Column:  Hunger And Starvation In 21st Century India

Here is a story that you won’t hear about on television news media – the fact that over a sixth of Indiais permanently hungry and undernourished.  That is almost 190 million people who go to sleep on a hungry stomach on most days. Over a third of the children under the age of 5, show the prevalence of stunting.  Yet, the way corporatized media covers the news, you would think we are a nation without either poverty or hunger.

The 2020 Global Hunger Index was released last week, and India’s ranking is abysmal. The worst performing country in the region, India has been slipping up in the combatting of hunger over the last 15 years. In 2006 India’s score was 37.5, by 2012 it had slipped to 29.3. And now it has dropped to 27.2. The index describes India’s hunger problem as “serious”

Despite food surpluses, more Indians are going hungry today, compared to the beginning of the century. And that does not augur well for our ambitions of being seen as developed, with a seat at the high table with world leaders.

According to the Food and Agriculture Organisation (FAO), 2019 saw a worldwide rise in hunger, that began in 2014 and has been gradually creeping up – with there being 60 million more hungry people in 2019, than there were in 2014. Of these, 10 million were added between 2018 and 2019. Hunger is a real problem with the need for real solutions.

There are many reasons for this rise in hunger – primary among them is the extent of conflict in the world, and the impact of climate change and its impact on agriculture. The FAO, concludes, rather sadly, that the world is not on track to achieve the Sustainable Development Goal (SDG) of zero hunger by 2030.

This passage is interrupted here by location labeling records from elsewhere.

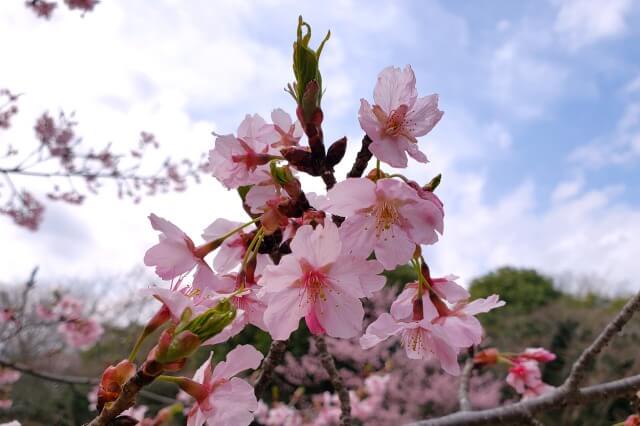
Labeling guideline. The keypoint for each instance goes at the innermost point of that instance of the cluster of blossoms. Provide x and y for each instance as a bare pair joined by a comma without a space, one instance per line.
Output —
325,410
524,370
61,158
79,330
303,255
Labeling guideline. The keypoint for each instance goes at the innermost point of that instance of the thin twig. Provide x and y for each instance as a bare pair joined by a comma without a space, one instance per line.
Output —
521,410
343,393
563,395
76,380
588,355
273,359
465,378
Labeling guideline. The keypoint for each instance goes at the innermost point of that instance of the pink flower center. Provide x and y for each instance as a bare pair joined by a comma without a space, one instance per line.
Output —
396,124
386,214
313,284
413,338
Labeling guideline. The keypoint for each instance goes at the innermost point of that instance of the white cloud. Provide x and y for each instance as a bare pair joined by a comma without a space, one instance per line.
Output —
620,147
584,22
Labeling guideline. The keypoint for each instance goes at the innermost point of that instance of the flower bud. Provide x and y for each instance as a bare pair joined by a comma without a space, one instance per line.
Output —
112,381
487,356
433,183
212,321
335,153
305,68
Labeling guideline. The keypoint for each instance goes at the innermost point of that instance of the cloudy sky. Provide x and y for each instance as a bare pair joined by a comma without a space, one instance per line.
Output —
539,146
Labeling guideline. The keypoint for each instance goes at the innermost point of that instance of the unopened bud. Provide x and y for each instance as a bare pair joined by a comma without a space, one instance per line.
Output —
305,67
487,356
212,321
181,346
335,153
433,183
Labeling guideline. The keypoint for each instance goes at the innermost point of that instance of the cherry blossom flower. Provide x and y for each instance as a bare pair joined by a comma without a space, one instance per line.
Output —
176,254
265,199
250,303
386,216
398,117
242,160
81,333
232,250
420,338
289,132
526,379
221,398
318,283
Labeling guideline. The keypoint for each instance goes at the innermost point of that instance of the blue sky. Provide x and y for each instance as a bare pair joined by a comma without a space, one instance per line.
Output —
539,146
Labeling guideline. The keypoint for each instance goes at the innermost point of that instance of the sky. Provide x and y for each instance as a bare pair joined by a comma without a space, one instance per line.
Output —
539,146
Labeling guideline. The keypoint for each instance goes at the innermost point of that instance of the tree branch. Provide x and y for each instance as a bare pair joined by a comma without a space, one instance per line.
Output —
343,393
76,380
521,410
273,359
566,394
362,159
465,378
588,355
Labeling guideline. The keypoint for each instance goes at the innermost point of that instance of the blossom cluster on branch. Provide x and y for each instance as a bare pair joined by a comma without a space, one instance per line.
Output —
71,170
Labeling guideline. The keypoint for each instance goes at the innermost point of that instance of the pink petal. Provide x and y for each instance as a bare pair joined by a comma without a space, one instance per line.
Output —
219,228
449,290
358,235
166,227
280,277
340,315
259,195
395,87
243,357
390,150
424,115
234,403
351,195
320,246
283,313
368,121
381,329
393,248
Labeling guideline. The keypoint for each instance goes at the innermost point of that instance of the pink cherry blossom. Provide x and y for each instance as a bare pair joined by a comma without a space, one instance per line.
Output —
387,217
221,398
8,376
81,333
398,117
420,338
289,132
250,303
445,288
242,160
320,283
526,379
460,325
176,254
537,354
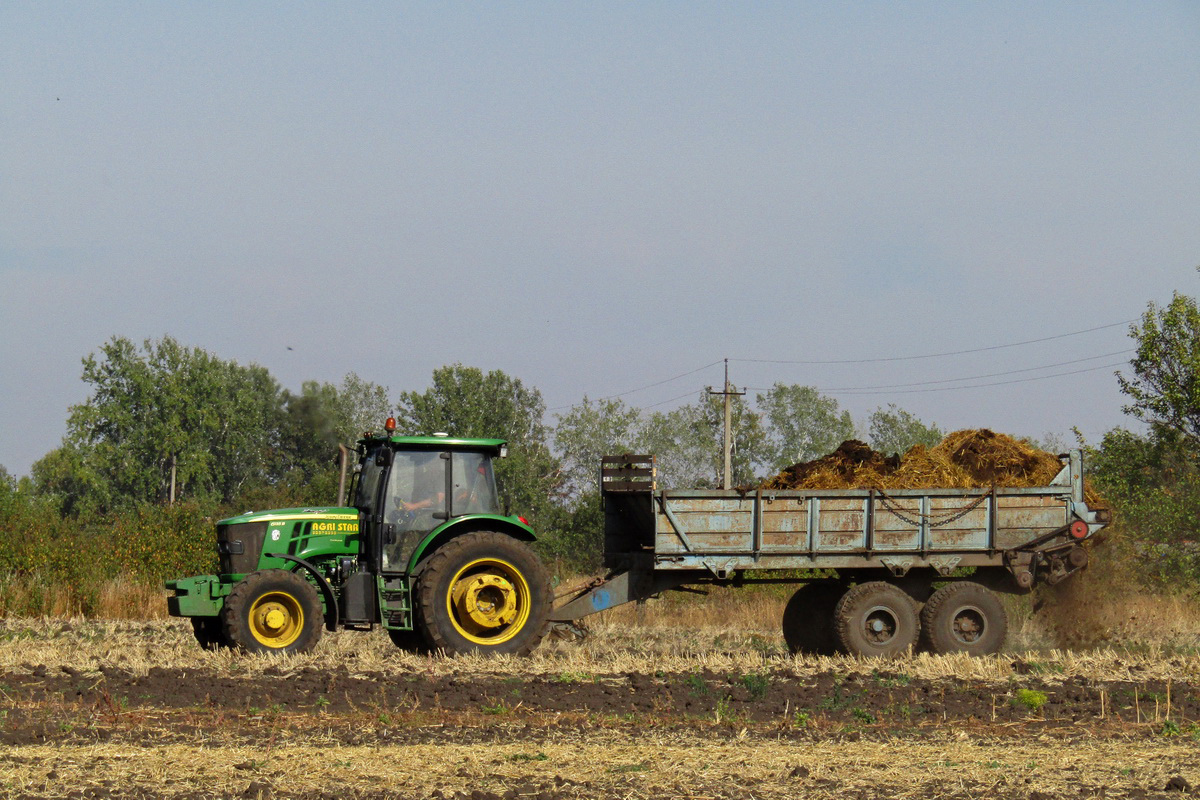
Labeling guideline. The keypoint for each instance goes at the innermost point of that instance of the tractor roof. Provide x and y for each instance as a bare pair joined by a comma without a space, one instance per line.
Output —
442,441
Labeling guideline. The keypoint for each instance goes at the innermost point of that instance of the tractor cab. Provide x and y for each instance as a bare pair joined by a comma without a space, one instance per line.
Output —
407,487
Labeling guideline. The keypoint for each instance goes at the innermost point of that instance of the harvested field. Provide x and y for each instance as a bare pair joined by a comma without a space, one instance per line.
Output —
136,710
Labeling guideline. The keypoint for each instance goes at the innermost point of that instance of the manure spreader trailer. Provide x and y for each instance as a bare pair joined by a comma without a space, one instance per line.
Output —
880,572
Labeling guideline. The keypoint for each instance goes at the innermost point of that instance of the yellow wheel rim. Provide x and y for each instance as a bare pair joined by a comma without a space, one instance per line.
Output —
276,619
489,601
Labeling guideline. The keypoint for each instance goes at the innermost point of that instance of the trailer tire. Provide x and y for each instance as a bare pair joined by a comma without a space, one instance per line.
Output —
486,593
808,619
964,618
273,611
876,619
209,632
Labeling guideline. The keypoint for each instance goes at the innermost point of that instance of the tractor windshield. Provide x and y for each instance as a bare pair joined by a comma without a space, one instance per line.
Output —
366,487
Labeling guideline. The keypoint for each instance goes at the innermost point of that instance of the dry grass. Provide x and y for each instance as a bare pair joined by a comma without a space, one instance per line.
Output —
612,647
618,763
123,597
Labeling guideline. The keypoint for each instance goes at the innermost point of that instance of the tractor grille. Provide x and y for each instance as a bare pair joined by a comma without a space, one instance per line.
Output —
240,546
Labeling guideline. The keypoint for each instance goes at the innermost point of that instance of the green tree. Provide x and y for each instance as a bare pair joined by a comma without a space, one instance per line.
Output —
589,431
215,421
894,431
468,402
689,443
1164,388
317,420
1153,483
802,423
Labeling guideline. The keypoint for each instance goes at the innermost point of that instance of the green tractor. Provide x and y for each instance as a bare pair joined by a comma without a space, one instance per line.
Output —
421,549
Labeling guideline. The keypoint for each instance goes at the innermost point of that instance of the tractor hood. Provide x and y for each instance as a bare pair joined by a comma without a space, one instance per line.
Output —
294,515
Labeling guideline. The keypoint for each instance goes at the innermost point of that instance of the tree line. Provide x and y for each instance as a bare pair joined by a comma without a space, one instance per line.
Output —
168,421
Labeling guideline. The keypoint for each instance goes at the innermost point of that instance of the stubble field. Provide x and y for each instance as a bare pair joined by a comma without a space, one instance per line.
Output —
135,709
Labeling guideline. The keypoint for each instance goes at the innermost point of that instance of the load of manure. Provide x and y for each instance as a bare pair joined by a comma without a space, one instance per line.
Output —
963,459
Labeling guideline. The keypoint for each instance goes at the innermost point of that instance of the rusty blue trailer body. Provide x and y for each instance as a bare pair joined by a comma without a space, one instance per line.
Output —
657,540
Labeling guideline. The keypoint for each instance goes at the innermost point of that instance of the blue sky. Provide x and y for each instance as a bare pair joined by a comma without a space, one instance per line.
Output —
594,197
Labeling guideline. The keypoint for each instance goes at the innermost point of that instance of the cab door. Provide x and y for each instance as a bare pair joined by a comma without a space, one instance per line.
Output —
414,504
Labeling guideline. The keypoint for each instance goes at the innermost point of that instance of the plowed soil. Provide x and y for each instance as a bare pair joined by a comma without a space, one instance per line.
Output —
138,711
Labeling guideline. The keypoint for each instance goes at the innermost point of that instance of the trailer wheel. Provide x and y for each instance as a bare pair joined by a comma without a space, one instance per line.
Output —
484,593
209,632
808,619
273,611
876,619
964,618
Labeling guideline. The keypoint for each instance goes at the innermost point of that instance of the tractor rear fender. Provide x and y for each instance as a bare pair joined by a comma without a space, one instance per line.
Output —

Like elsewhere, in India the issue of hunger makes the marginalised communities even more marginalised. According to the Global Hunger Index, poverty and hunger affects a disproportionate number of Dalit and Adivasi people. One in two children in tribal households is stunted, and the prevalence of stunting amongst girls is twice as high as it is for boys.  

The Global Hunger Index Report is yet to calculate the impact of COVID on hunger. That figure will emerge next year and is likely to show how marginalised communities worldwide have become even more marginalised. According to the FAO, “the COVID-19 pandemic may add between 83 and 132 million people to the total number of undernourished in the world in 2020 “

India is just opening up after COVID. It has been a long hard seven months, with people most impacted being the ones who didn’t have much to start with. Across the country we heard stories of migrant labour walking back, because they slipped through the systemic nets which would allow for food aid to get through. For many school going children across India, the lockdown due to COVD meant they went hungry. Earlier, they would at least get the mid-day meal.  

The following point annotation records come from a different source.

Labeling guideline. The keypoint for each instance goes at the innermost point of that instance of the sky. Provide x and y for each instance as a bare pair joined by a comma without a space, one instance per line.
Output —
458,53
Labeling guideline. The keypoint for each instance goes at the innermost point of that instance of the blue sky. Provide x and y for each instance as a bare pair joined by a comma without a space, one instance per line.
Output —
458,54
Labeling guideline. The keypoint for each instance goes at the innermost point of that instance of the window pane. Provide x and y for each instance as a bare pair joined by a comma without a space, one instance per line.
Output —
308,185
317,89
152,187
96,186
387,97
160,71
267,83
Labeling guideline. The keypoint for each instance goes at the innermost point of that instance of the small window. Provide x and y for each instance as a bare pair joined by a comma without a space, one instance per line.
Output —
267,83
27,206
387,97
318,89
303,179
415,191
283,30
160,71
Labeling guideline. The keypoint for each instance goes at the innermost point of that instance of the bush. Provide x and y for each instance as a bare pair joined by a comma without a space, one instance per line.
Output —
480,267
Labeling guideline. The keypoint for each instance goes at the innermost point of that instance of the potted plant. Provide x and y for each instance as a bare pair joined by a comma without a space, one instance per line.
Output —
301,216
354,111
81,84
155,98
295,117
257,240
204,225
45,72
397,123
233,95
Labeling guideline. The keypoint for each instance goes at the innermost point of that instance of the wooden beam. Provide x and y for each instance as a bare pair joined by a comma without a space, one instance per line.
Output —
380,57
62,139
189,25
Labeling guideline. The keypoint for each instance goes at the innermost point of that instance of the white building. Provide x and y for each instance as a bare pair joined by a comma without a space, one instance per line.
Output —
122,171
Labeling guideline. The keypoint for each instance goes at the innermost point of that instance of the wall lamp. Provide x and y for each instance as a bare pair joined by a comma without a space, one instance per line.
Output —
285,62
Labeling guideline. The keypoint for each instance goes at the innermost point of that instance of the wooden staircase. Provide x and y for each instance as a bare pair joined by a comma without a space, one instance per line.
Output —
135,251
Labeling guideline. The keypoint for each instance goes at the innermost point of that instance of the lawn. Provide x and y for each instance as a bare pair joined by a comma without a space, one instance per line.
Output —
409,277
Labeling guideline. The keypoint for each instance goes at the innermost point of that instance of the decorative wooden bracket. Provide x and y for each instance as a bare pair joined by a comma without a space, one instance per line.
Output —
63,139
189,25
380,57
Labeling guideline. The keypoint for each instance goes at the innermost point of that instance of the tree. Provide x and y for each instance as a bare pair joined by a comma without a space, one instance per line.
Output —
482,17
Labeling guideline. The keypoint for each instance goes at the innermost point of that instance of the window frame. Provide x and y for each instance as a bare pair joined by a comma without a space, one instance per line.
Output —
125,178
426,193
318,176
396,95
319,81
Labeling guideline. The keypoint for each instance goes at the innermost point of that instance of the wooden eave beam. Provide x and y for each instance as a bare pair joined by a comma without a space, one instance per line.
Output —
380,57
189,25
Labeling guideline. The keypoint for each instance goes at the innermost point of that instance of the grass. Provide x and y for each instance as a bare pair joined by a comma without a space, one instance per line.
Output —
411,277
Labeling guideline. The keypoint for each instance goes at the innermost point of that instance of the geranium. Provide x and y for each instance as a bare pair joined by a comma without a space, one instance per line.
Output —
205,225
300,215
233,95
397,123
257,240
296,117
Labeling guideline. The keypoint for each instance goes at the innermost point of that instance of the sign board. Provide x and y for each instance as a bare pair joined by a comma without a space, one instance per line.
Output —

Hunger will not be combatted without a strategy. Just as a newly independent India resolved to be food secure in a few decades and put in plans to ensure that it was achieved; a modern Indian government needs plans to tackle hunger. It is not that the Modi government does not have vision or ideas – it is that they seem to be collectively happy with the idea of the idea, and not really bothered about seeing it implemented successfully. Right now, we have a twin problem of excess supply of food grains (flagged by the RBI), and an excess number of very hungry people. There seems to be something fundamentally flawed with a system that allows the pile up of food at one end and ignores the hunger of almost 200 million people at the other.

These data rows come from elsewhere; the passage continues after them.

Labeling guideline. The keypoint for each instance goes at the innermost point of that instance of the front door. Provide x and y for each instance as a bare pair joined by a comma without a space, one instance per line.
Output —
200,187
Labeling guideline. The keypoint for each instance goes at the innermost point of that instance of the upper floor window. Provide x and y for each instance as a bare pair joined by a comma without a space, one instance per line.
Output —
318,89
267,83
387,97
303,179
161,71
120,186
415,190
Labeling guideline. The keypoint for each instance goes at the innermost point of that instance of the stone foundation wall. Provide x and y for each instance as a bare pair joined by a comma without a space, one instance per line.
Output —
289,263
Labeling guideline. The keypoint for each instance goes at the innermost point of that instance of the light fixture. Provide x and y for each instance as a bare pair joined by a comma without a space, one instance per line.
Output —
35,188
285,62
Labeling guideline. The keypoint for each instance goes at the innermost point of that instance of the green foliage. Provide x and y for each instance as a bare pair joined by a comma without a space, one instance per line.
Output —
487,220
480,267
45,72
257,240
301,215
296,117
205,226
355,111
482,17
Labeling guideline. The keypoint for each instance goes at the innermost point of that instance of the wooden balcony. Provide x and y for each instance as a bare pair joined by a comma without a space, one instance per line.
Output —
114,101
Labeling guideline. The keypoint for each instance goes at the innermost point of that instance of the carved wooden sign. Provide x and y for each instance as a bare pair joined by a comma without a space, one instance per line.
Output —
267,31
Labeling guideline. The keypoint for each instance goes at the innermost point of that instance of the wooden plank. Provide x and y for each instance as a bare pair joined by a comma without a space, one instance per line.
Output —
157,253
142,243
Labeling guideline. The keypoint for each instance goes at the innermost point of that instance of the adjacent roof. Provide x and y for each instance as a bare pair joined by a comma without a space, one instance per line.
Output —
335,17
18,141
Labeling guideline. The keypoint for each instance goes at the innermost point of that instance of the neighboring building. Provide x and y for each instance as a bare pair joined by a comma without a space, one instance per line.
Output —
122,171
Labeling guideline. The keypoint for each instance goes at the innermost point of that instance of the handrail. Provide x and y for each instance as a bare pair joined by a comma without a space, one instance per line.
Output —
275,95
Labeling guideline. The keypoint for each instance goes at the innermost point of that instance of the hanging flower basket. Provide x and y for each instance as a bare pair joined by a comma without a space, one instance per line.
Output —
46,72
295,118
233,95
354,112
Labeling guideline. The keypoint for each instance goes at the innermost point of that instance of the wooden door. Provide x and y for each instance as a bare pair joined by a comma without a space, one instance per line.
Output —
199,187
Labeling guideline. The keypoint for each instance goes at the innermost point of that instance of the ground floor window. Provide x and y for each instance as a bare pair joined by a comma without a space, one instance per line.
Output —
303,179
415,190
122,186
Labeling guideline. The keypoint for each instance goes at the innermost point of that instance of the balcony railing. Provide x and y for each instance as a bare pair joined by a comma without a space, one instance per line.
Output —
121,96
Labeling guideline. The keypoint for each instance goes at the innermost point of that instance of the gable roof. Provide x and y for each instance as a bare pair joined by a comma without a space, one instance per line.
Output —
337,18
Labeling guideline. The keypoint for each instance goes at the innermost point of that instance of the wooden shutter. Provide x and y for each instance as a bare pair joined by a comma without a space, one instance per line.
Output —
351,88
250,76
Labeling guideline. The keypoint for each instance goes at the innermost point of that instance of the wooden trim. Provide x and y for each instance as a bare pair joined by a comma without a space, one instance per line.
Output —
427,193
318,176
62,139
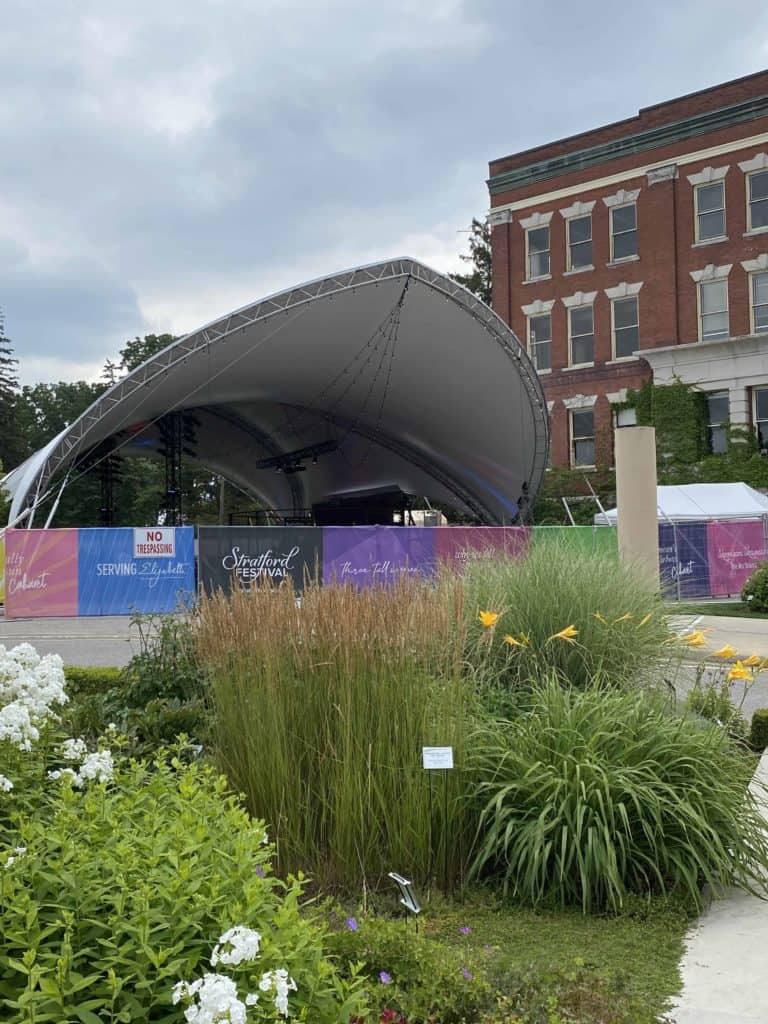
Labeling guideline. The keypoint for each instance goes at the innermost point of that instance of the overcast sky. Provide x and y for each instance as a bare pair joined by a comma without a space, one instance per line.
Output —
165,161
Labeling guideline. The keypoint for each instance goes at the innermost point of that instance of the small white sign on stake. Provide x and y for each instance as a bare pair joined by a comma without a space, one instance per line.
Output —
437,757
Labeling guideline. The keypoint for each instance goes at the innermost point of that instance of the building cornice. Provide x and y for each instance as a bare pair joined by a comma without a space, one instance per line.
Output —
640,141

Our problem is not the lack of food. Our problem is the lack of access to food for millions. To achieve this food distribution has to be decentralised.  According to Amartya Sen, the situation vis-à-vis food and hunger in India is not improving because “our delivery systems are worst, unaccountable and non-responsive towards the most marginalized like children”. And unless there is fixed it will be impossible to address hunger.

It is not difficult to end hunger in India. It is not like we don’t have the food to feed the hungry. What we don’t have is the political will that drives a zero-hunger policy. Unless politicians feel as strongly about children dying of hunger, as they do about statues and pride – you are not going to see any improvement in the situation.